It’s Wednesday, which means that in companies around the world, everybody’s celebrating “hump day”: the motivational realisation that you’re halfway through the week, and that Friday - and the weekend - is almost in reaching distance. And when we finally reach the weekend, we’re often too exhausted to make the most of it. But does it have to be this way?

Here’s a short video from YouTuber CGP Grey which is worth considering:

For sure, we don’t all get the chance to select the days that we work. But with flexible working on the rise, maybe we want to think of Wednesdays as the perfect day to carve out some flex time? When we’re given the opportunity to opt for time off, we’ll often select Fridays - after all, it means the weekend starts sooner, right? But all it means is that you have to work that extra bit more intensely to complete Friday’s work by the end of Thursday, and then your free Friday is spent feeling exhausted, with the knowledge that you’ve now got three more days to wait before you can fix it.

I’m not sure that many of us would be willing to sacrifice our Saturdays for this arrangement, nor do we all have the ability to control changes in company policy like this. However, if you’re somebody that works a four-day week, then there’s a compelling case for making Wednesday your free day, rather than creating a three-day weekend.

Yet while CGP Grey espouses some of the benefits of “having a day off when everyone is working” (fewer queues! less traffic!), there is evidence to suggest that we achieve significant psychological benefits when we’re off work at the same time as our friends and family. There are several studies cited in Oliver Burkeman’s Four Thousand Weeks, including this example from the Soviet Union, which in 1929 introduced a system of “four days’ work, one days’ rest” with the workforce split into five colour-coded groups, all of whom had a different day off, with the expectation of maximising workforce productivity:

The main effect for ordinary citizens of the USSR […] was to destroy the possibility of social life. It was a simple question of scheduling. Two friends assigned to two different calendar groups would never be free to socialise on the same day. Husbands and wives were supposed to be assigned to the same group, but they often weren’t, placing intense stress on families […] the Soviet government had inadvertently demonstrated how much of the value of time comes not from the sheer quantity you have, but from whether you’re in sync with the people you care about most.

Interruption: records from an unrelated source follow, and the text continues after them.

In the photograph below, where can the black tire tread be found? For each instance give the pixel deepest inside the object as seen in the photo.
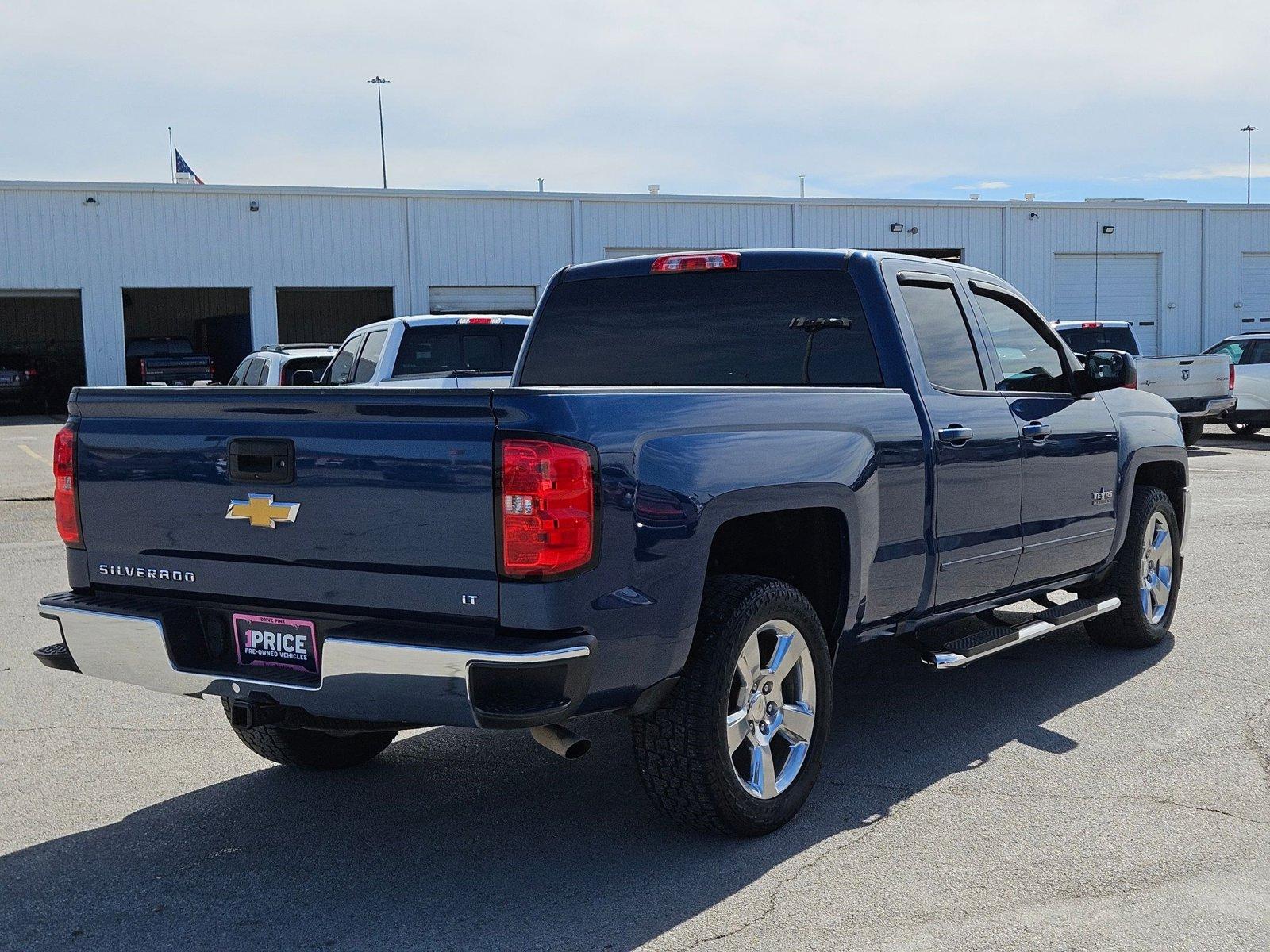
(1127, 626)
(673, 744)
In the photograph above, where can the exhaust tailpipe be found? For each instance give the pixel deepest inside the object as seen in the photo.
(560, 740)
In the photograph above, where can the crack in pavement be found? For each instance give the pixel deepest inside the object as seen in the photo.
(787, 880)
(1077, 797)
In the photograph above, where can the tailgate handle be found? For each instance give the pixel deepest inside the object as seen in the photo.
(262, 460)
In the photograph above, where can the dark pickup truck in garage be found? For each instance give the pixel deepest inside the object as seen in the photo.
(710, 473)
(167, 361)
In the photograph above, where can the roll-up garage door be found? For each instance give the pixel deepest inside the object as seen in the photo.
(1113, 287)
(483, 300)
(1254, 294)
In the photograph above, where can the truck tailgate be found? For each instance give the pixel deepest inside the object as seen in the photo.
(1185, 378)
(387, 505)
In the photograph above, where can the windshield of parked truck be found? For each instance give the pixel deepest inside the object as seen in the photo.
(714, 328)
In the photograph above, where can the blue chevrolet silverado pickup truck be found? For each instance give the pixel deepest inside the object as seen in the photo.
(713, 470)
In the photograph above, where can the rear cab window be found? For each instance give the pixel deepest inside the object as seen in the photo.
(1085, 340)
(791, 328)
(454, 349)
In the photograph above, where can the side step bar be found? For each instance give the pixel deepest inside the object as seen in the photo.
(972, 647)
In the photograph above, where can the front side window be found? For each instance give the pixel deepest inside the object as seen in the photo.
(943, 336)
(343, 363)
(370, 357)
(1029, 362)
(702, 329)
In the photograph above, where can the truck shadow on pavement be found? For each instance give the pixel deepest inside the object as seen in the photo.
(456, 839)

At the very least, I hope that this video has made you pause to think about some of the working values that we believe we’re beholden to - and to think about whether there are opportunities to modify the status quo, in order to increase your happiness (and maybe even your productivity as a happy by-product).

Key takeaways 📝

  • The working week is structured to leave us drained by the end.
  • With part-time or flexible working, don’t jump straight to “Fridays off”.
  • It’s what you do with your time off that counts.